Refs:
http://a-little-book-of-r-for-time-series.readthedocs.org/en/latest/src/timeseries.html
http://www.statoek.wiso.uni-goettingen.de/veranstaltungen/zeitreihen/sommer03/ts_r_intro.pdf
Time series are different than usual dataseries because there usually contain periodic patterns (weekly, yearly…). To find these patterns its needed different types of analysis, since instead of assuming the sequence of observations does not matter, we are assuming that it matters, old observations help predict new ones.
Time series \(X_t\) usually have two or three components
Trend component \(T_t\)
Seasonal component \(S_t\)
Irregular or residual component \(e_t\)
A time series with seasonal component is called seasoned data (eg, sales per month). Some data series does not have a seasonal component (eg, a population mortality average).

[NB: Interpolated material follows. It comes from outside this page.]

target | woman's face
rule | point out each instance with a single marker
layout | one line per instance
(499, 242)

R has a class time series named ts
:
my.data <- round( sin( (0:47 %% 12)+1 ) + runif(48) ,1) # some periodic data
# make a time series with 48 observations from January 2009 to December 2014
my.ts <- ts(my.data, start=c(2009, 1), end=c(2014, 12), frequency=12)
my.ts
## Jan Feb Mar Apr May Jun Jul Aug Sep Oct Nov Dec
## 2009 1.7 1.7 0.3 -0.8 -0.9 -0.2 1.2 1.8 1.4 0.1 -0.2 -0.4
## 2010 0.9 1.9 0.8 -0.6 -0.2 0.0 0.7 1.0 1.3 -0.2 -0.9 0.3
## 2011 1.7 1.5 0.7 0.2 -0.9 -0.1 1.4 1.7 0.7 -0.2 -0.3 -0.5
## 2012 1.0 1.1 1.1 0.1 -0.4 0.6 1.6 1.9 1.4 0.2 -0.6 -0.5
## 2013 1.7 1.7 0.3 -0.8 -0.9 -0.2 1.2 1.8 1.4 0.1 -0.2 -0.4
## 2014 0.9 1.9 0.8 -0.6 -0.2 0.0 0.7 1.0 1.3 -0.2 -0.9 0.3
plot(my.ts)
ts(my.data, end=c(2009,1), frequency=4) # ts is smart and go back in time if we just give the 'end' parameter
## Qtr1 Qtr2 Qtr3 Qtr4
## 1997 1.7 1.7 0.3
## 1998 -0.8 -0.9 -0.2 1.2
## 1999 1.8 1.4 0.1 -0.2
## 2000 -0.4 0.9 1.9 0.8
## 2001 -0.6 -0.2 0.0 0.7
## 2002 1.0 1.3 -0.2 -0.9
## 2003 0.3 1.7 1.5 0.7
## 2004 0.2 -0.9 -0.1 1.4
## 2005 1.7 0.7 -0.2 -0.3
## 2006 -0.5 1.0 1.1 1.1
## 2007 0.1 -0.4 0.6 1.6
## 2008 1.9 1.4 0.2 -0.6
## 2009 -0.5
window
makes a subset of a timeseries:
plot( window(my.ts, start=c(2014, 6), end=c(2014, 12)) )
Other operations:
time(my.ts) # creates the vector of times at which a time series was sampled.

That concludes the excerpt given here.